Memoirs of the Court of St. Cloud (Being secret letters from a gentleman at Paris to a nobleman in London) — Volume 5 eBook

This eBook from the Gutenberg Project consists of approximately 61 pages of information about Memoirs of the Court of St. Cloud (Being secret letters from a gentleman at Paris to a nobleman in London) — Volume 5.

Memoirs of the Court of St. Cloud (Being secret letters from a gentleman at Paris to a nobleman in London) — Volume 5 eBook

This eBook from the Gutenberg Project consists of approximately 61 pages of information about Memoirs of the Court of St. Cloud (Being secret letters from a gentleman at Paris to a nobleman in London) — Volume 5.

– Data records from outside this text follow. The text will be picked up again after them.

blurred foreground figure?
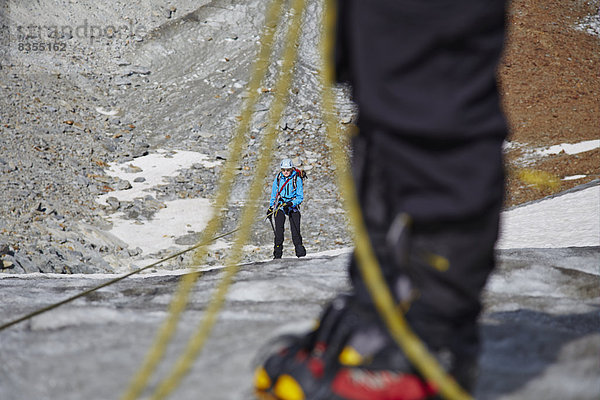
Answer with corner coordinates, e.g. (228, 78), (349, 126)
(255, 0), (507, 400)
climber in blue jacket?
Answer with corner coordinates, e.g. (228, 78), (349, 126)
(267, 158), (306, 258)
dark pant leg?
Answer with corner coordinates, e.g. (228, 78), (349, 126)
(289, 211), (306, 257)
(350, 124), (503, 376)
(273, 210), (285, 258)
(288, 211), (302, 247)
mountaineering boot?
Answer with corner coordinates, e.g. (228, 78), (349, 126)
(273, 244), (283, 259)
(254, 296), (473, 400)
(295, 244), (306, 258)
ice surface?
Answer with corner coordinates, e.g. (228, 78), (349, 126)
(496, 185), (600, 249)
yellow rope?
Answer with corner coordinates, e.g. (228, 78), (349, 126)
(321, 0), (471, 400)
(121, 0), (282, 400)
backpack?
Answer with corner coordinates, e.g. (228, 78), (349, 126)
(277, 167), (308, 189)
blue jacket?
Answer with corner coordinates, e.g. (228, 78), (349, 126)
(269, 170), (304, 208)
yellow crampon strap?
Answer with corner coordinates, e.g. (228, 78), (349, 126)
(321, 0), (471, 400)
(122, 0), (304, 400)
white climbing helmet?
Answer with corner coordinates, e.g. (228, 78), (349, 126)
(281, 158), (294, 169)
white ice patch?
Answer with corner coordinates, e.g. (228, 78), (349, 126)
(562, 175), (587, 181)
(537, 139), (600, 156)
(110, 199), (211, 254)
(98, 150), (221, 255)
(98, 150), (221, 204)
(496, 186), (600, 249)
(575, 11), (600, 37)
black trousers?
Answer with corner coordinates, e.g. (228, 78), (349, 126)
(273, 210), (302, 256)
(336, 0), (507, 356)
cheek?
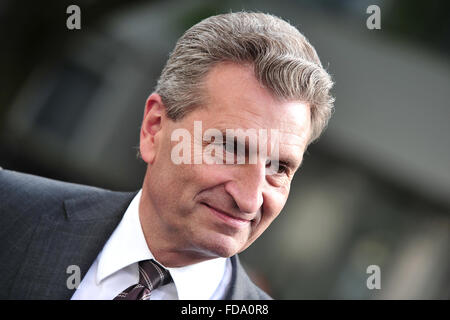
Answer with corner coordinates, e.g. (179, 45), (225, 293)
(260, 187), (289, 229)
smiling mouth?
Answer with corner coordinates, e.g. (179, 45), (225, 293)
(202, 202), (251, 229)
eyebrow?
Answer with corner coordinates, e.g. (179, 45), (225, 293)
(204, 129), (303, 170)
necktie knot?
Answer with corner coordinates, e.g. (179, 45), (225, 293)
(139, 259), (172, 291)
(114, 259), (172, 300)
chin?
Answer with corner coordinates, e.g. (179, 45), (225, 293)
(196, 235), (243, 258)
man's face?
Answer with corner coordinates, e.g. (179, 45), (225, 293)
(141, 63), (310, 258)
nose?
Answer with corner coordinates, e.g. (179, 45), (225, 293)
(225, 161), (266, 213)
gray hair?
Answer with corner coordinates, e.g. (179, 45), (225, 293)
(155, 12), (334, 142)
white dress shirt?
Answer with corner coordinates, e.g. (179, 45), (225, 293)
(72, 190), (232, 300)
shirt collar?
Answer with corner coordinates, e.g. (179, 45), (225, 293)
(96, 190), (226, 299)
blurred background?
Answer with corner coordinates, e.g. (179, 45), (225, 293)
(0, 0), (450, 299)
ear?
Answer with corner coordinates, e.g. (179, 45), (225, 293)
(139, 93), (165, 163)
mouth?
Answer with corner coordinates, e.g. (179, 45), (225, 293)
(202, 202), (252, 229)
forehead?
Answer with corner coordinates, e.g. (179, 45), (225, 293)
(199, 63), (310, 146)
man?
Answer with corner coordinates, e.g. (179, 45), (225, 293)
(0, 12), (333, 299)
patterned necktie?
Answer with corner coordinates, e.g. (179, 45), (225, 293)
(114, 259), (172, 300)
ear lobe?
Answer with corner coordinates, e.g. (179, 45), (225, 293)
(140, 93), (165, 163)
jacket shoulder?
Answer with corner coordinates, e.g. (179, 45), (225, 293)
(0, 169), (118, 226)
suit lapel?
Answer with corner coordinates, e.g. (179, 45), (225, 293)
(10, 191), (136, 299)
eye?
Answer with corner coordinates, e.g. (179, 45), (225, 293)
(266, 160), (289, 174)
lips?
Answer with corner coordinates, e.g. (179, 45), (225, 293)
(202, 202), (252, 228)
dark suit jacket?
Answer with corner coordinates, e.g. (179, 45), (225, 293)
(0, 169), (270, 299)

A manufacturer of the name of Debrais, established in the Rue St. Martin, where he had for years carried on business in the woollen line, went to the bank two days after it had begun to pay.  He demanded, and obtained, exchange for twenty-four thousand livres—­in notes, necessary for him to pay what was due by him to his workmen.  The same afternoon six of our custom-house officers, accompanied by police agents and gendarmes, paid him a domiciliary visit under pretence of searching for English goods.  Several bales were seized as being of that description, and Debrais was carried a prisoner to La Force.  On being examined by Fouche, he offered to prove, by the very men who had fabricated the suspected goods, that they were not English.  The Minister silenced him by saying that Government had not only evidence of the contrary, but was convinced that he was employed as an English agent to hurt the credit of the bank, and therefore, if he did not give up his accomplices or employers, had condemned him to transportation.  In vain did his wife and daughters petition to Madame Bonaparte; Debrais is now at Rochefort, if not already embarked for our colonies.

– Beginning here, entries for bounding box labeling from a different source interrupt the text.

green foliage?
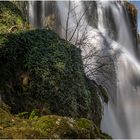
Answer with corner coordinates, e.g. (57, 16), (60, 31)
(0, 1), (25, 33)
(29, 109), (40, 120)
(18, 112), (29, 119)
(0, 108), (111, 139)
(0, 29), (101, 125)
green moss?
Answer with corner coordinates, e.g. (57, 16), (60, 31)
(0, 29), (101, 125)
(0, 1), (25, 33)
(0, 110), (111, 139)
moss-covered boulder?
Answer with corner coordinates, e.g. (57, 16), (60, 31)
(0, 108), (111, 139)
(0, 1), (25, 33)
(0, 29), (102, 125)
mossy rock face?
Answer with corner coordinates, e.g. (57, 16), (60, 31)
(0, 29), (102, 125)
(0, 108), (110, 139)
(0, 1), (25, 33)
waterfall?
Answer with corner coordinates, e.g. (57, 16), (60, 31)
(29, 0), (140, 138)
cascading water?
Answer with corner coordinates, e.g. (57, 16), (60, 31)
(29, 1), (140, 138)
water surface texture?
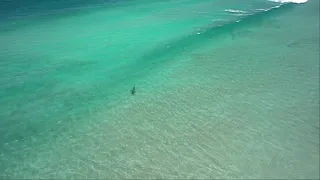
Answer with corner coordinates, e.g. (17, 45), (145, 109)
(0, 0), (319, 179)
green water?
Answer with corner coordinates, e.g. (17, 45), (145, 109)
(0, 0), (319, 179)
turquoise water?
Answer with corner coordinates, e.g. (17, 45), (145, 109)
(0, 0), (319, 179)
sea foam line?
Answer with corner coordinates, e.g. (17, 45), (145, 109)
(224, 9), (247, 13)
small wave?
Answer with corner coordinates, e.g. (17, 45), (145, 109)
(256, 5), (281, 11)
(270, 0), (308, 4)
(224, 9), (247, 13)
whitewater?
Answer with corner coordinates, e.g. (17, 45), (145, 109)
(0, 0), (319, 179)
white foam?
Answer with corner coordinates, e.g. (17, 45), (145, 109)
(270, 0), (308, 4)
(224, 9), (247, 13)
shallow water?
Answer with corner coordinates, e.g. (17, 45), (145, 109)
(0, 0), (319, 179)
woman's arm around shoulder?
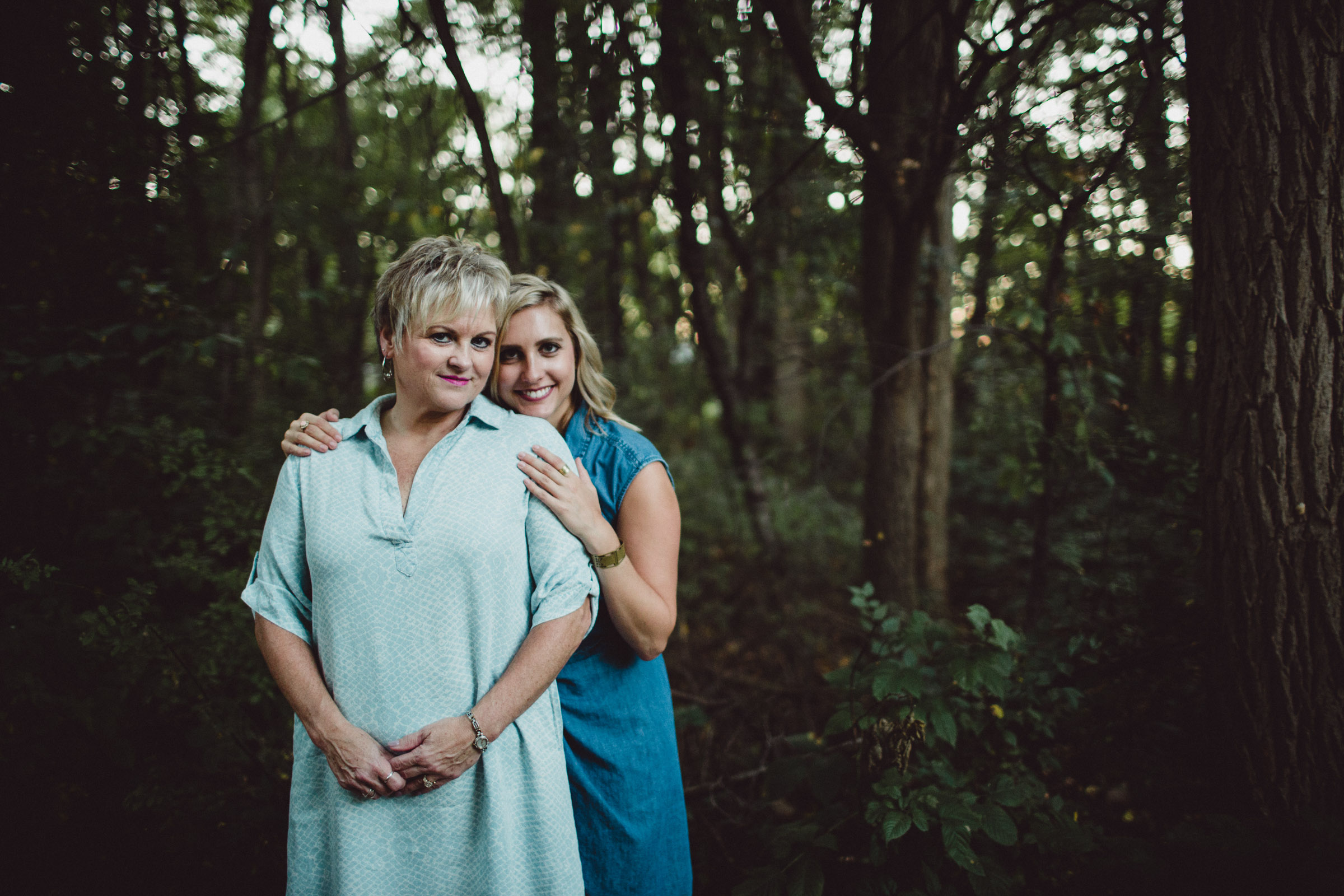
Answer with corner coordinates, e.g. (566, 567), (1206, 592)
(598, 461), (682, 660)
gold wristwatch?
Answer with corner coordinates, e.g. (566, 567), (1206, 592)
(589, 542), (625, 570)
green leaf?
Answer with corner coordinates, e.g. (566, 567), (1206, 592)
(928, 700), (957, 747)
(872, 661), (923, 700)
(992, 777), (1039, 809)
(881, 811), (913, 843)
(787, 856), (827, 896)
(980, 803), (1018, 846)
(823, 704), (853, 736)
(967, 603), (993, 634)
(942, 825), (985, 875)
(989, 619), (1018, 650)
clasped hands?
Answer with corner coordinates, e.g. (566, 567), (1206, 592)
(320, 716), (481, 799)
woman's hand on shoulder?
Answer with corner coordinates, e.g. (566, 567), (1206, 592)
(517, 445), (618, 553)
(387, 716), (481, 796)
(323, 723), (406, 799)
(279, 407), (340, 457)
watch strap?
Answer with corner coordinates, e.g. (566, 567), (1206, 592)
(589, 542), (625, 570)
(466, 710), (491, 752)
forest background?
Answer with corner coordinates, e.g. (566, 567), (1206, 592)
(0, 0), (1344, 896)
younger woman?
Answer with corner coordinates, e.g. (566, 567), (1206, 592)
(282, 274), (691, 896)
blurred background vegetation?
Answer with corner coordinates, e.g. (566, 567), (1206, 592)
(0, 0), (1344, 896)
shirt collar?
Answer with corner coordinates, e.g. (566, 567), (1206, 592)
(340, 392), (511, 447)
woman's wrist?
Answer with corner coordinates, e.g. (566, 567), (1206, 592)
(300, 700), (351, 752)
(579, 520), (621, 555)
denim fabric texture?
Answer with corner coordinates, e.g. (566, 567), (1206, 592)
(557, 404), (691, 896)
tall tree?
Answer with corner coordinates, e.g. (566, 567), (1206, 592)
(234, 0), (276, 407)
(1184, 0), (1344, 813)
(429, 0), (523, 270)
(659, 0), (776, 551)
(323, 0), (368, 402)
(769, 0), (970, 609)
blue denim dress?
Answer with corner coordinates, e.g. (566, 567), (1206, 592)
(557, 403), (691, 896)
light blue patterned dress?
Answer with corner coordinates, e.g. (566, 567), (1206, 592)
(242, 395), (598, 896)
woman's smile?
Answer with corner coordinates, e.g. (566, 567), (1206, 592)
(516, 383), (555, 402)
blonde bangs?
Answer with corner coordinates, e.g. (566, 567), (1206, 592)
(374, 236), (510, 349)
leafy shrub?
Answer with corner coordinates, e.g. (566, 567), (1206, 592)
(734, 586), (1094, 896)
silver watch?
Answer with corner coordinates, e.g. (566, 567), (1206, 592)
(466, 711), (491, 752)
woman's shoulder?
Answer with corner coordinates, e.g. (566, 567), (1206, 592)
(584, 418), (662, 466)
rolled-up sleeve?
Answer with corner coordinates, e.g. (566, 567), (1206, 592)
(242, 457), (313, 643)
(527, 427), (599, 631)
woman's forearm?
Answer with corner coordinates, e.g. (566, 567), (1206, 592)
(472, 598), (592, 740)
(254, 615), (349, 752)
(597, 531), (676, 660)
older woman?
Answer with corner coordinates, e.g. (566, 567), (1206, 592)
(243, 238), (598, 896)
(283, 274), (691, 896)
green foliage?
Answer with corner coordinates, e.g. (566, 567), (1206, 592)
(734, 586), (1094, 896)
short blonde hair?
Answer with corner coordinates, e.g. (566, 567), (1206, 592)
(489, 274), (640, 432)
(374, 236), (508, 348)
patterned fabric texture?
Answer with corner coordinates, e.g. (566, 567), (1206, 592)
(557, 404), (691, 896)
(242, 396), (598, 896)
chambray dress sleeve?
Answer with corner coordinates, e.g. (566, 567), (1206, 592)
(525, 424), (599, 631)
(242, 457), (313, 643)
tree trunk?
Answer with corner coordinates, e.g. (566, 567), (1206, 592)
(1184, 0), (1344, 814)
(521, 0), (574, 277)
(427, 0), (523, 270)
(860, 0), (957, 613)
(659, 0), (776, 552)
(915, 178), (957, 595)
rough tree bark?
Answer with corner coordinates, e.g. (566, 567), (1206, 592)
(1184, 0), (1344, 814)
(234, 0), (276, 410)
(323, 0), (368, 403)
(767, 0), (969, 611)
(426, 0), (523, 270)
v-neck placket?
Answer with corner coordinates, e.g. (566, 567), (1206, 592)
(364, 402), (474, 577)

When he was arrested, a seal, as usual, was put on his house, from which his wife and family were turned out, until the police should have time to take an inventory of his effects, and had decided on his fate.  When Madame Debrais, after much trouble and many pecuniary sacrifices, at last obtained permission to have the seals removed, and reenter her house, she found that all her plate and more than half her goods and furniture had been stolen and carried away.  Upon her complaint of this theft she was thrown into prison for not being able to support her complaint with proofs, and for attempting to vilify the characters of the agents of our Government.  She is still in prison, but her daughters are by her orders disposing of the remainder of their parents’ property, and intend to join their father as soon as their mother has recovered her liberty.

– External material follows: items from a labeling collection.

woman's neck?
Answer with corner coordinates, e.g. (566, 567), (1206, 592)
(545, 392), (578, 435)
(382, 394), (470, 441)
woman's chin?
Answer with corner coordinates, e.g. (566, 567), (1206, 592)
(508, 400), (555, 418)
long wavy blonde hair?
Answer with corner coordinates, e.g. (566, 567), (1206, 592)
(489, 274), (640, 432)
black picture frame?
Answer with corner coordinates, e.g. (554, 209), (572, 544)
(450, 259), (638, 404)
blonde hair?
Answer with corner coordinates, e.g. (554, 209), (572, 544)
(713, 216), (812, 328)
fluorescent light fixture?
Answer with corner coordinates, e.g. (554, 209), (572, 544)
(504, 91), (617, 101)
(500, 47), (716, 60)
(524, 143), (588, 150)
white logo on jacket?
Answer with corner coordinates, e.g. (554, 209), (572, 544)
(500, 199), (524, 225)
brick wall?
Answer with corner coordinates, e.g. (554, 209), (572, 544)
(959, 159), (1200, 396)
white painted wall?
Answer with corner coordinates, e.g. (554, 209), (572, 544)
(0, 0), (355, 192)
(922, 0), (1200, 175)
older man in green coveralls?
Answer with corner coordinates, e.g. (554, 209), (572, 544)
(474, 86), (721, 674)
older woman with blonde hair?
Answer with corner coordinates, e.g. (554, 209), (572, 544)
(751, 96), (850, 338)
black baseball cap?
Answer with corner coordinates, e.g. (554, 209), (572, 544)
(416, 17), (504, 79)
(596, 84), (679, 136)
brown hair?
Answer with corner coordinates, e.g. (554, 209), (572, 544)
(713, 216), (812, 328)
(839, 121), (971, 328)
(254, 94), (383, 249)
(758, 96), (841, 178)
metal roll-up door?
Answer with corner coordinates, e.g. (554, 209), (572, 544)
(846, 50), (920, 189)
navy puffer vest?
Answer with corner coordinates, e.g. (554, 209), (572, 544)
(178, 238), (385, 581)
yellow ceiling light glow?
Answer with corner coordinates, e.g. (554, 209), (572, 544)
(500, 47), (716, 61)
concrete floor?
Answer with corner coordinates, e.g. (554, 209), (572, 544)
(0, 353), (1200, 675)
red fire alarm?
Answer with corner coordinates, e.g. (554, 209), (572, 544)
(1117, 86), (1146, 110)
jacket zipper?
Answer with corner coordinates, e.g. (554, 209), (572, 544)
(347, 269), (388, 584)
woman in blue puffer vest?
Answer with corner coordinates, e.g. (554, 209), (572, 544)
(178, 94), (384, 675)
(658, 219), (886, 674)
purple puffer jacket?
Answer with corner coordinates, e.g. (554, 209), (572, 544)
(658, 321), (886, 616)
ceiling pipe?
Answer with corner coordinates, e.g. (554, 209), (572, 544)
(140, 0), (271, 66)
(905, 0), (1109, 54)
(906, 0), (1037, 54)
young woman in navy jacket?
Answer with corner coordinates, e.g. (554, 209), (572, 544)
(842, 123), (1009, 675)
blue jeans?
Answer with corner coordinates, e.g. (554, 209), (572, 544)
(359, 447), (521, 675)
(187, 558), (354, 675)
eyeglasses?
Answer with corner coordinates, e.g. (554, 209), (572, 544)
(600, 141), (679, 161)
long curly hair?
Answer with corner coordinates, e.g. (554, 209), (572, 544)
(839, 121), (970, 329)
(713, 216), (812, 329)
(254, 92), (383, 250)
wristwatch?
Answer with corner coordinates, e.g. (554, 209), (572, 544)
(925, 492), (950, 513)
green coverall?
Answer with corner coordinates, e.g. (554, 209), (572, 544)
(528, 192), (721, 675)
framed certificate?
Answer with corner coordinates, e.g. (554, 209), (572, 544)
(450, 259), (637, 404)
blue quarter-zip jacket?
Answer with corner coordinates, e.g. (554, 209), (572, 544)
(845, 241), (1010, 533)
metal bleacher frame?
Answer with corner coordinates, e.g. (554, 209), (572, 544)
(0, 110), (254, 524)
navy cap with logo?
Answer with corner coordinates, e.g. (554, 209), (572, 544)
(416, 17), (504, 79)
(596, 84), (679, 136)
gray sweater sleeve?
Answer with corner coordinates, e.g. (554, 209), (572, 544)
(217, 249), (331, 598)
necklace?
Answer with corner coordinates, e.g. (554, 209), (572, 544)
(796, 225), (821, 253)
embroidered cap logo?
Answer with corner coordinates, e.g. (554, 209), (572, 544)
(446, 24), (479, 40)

The same tyranny that supports the credit of our bank also keeps up the price of our stocks.  Any of our great stockholders who sell out to any large amount, if they are unable to account for, or unwilling to declare the manner in which they intend to employ, their money, are immediately arrested, sometimes transported to the colonies, but more frequently exiled into the country, to remain under the inspection of some police agent, and are not allowed to return here without the previous permission of our Government.  Those of them who are upstarts, and have made their fortune since the Revolution by plunder or as contractors, are still more severely treated, and are often obliged to renounce part of their ill-gotten wealth to save the remainder, or to preserve their liberty or lives.  A revisal of their former accounts, or an inspection of their past transactions, is a certain and efficacious threat to keep them in silent submission, as they all well understand the meaning of them.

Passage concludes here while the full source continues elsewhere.